Sir Walter Scott
Sir Walter Scott gained worldwide celebrity not only for his poetry but also for his historical novels, the first being "Waverley", a tale of the Jacobite Rebellion 1745.
Writing in the late 18th and early 19th centuries, Scott is credited with being the originator of the historical novel, and his romantic portrayal of Scotland combined with the orchestrated visit of George III of Edinburgh in 1822 helped to rehabilitate Scotland following the Jacobite rebellion. Tartan - once banned - became integral to Scotland’s identity.
Queen Victoria’s visit to Scotland early in her reign was partly due to Scott’s novels.
Sir Walter Scott came to the Borders from Edinburgh as a child for the good of his health. He spent much of his early childhood at nearby Smailholm where his grandfather farmed.
Returning to Edinburgh for his education, studying in classics he met Robert Burns when he was 15 years old. Burns was then 27 years old. A keen unionist, Scott disapproved of Burn’s politics but loved his poetry and carried on the work of Burns by preserving the Scots language.
The son of a lawyer, Scott was apprenticed to his father and subsequently become an advocate, returning to the Borders as Sherriff depute for Selkirk, publishing poetry before embarking on the novels for which he is famous.
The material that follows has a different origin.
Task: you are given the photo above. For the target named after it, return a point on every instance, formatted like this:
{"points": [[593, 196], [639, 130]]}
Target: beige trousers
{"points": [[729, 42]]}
Growing up in the Scottish Borders at nearby Smailholm Tower, Walter Scott was a close friend of the Haigs of Bemersyde as was his father before him. One of his ancestors was Margaret Haig born in 1592 who married James Haliburton Of Dryburgh.
The romance of Bemersyde greatly appealed to Walter Scott. His son-in-law, Lockhart, described Bemersyde in 1831 as "ancient residence of the most ancient family now subsisting on Tweedside".
Russell, in his history of the Haigs of Bemersyde in 1881 wrote, "But its antiquity was not the sole claim which Bemersyde had upon the affections and veneration of Sir Walter Scott. There was that attaching to the place which could not fail, in one so constituted, not only awaken his interest but to stir his imagination. Round the family and their old ancestral home, the fanciful superstitions of the district had thrown a veil of mingled mystery and wonder, and not a peasant or a peasant’s child but could repeat the prophetic utterance of Thomas the Rhymer: "Tyde what may betide, Haig shall be Haig of Bemersyde."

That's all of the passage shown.